The code, strategy, and timings above are the deliverable of this case study.
NoteSynthetic data limitation

The fplida synthetic data does not model job switching — each person keeps the same employer throughout. So the switch count is 0. The pipeline design, memory management, and timings are real; the results would be meaningful on actual PLIDA data where people do change jobs.

What it cost

Step Approach Time
Register views over parquet CREATE VIEW … read_parquet() instant
Derive employer switches (STP) Chunked lag(), 10 person-hash buckets ~45s
Collapse MBS to person-months mutate(floor_date) + summarise() ~20s
Flag health shocks window_frame(-3, -1) + mean() ~10s
Cross-spine join: switches x shocks Two inner_join()s via crosswalk <1s

Total: about 75 seconds.

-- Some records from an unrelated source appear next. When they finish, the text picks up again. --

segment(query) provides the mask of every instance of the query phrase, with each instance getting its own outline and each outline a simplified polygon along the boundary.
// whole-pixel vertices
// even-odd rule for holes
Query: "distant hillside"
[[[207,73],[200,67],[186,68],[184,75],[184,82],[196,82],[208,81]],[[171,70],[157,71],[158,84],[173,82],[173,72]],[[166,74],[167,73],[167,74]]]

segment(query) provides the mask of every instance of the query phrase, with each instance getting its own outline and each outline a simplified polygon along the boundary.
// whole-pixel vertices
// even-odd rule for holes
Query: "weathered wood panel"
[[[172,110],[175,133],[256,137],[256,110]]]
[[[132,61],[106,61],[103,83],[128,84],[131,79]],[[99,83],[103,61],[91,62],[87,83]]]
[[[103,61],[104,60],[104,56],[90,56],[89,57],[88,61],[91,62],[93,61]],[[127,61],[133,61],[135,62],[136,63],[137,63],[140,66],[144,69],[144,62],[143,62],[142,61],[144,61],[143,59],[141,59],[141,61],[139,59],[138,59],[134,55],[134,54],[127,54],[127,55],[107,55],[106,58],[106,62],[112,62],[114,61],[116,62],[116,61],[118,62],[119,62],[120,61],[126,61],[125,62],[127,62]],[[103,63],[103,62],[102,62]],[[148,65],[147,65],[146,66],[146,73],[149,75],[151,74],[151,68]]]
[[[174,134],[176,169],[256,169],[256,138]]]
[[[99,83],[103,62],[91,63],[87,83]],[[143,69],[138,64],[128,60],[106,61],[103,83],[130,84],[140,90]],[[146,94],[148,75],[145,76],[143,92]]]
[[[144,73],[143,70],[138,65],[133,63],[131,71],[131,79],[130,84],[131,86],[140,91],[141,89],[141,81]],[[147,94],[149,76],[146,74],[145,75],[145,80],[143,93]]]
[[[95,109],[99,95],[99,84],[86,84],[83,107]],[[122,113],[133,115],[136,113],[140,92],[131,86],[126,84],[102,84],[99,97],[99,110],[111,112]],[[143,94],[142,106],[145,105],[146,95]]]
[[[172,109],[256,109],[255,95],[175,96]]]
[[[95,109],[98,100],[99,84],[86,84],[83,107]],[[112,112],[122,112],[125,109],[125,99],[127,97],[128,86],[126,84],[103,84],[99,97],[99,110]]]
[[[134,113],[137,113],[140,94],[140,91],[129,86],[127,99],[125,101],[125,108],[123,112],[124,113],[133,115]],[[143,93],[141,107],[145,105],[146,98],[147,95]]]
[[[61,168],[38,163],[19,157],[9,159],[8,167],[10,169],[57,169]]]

None of the steps exceeded 20 GB of RAM. The same pipeline against materialised DuckDB tables takes ~235 seconds (the 170-second load dominates). Views over parquet are the right default when you’re running the pipeline once; materialise only if you’ll re-query the same table many times.

Why we chose this approach

We tried four approaches before settling on views + chunked lag(). All of them — and the reason each failed or succeeded — are documented in the window-function benchmarks:

  • lag() on 700M rows: out of memory (sort needs too much space)
  • Self-join on 700M rows: out of memory (lookup structure too big)
  • lag() on 70M rows (one bucket): 2.3 seconds, success
  • Self-join on 70M rows: 2.0 seconds, success
  • Chunked self-join, 10 buckets: 20 seconds, success
  • Chunked lag() over parquet views, 10 buckets: 45 seconds, success
  • Views + chunked lag() via dbplyr: 75 seconds end-to-end, best total time

Why this is all tidyverse

Every analytical step above — the chunked lag(), the group-by to person-months, the trailing mean, the cross-spine double join, the date filter — is ordinary dplyr. dbplyr turns it into SQL behind the scenes. If you are ever curious what SQL it generated, call show_query() on the lazy table.

The only SQL on this page is register_view() — one line per source table, because there is no tidyverse equivalent of “tell DuckDB that this parquet folder is now a table called X”. Everything after that is dplyr.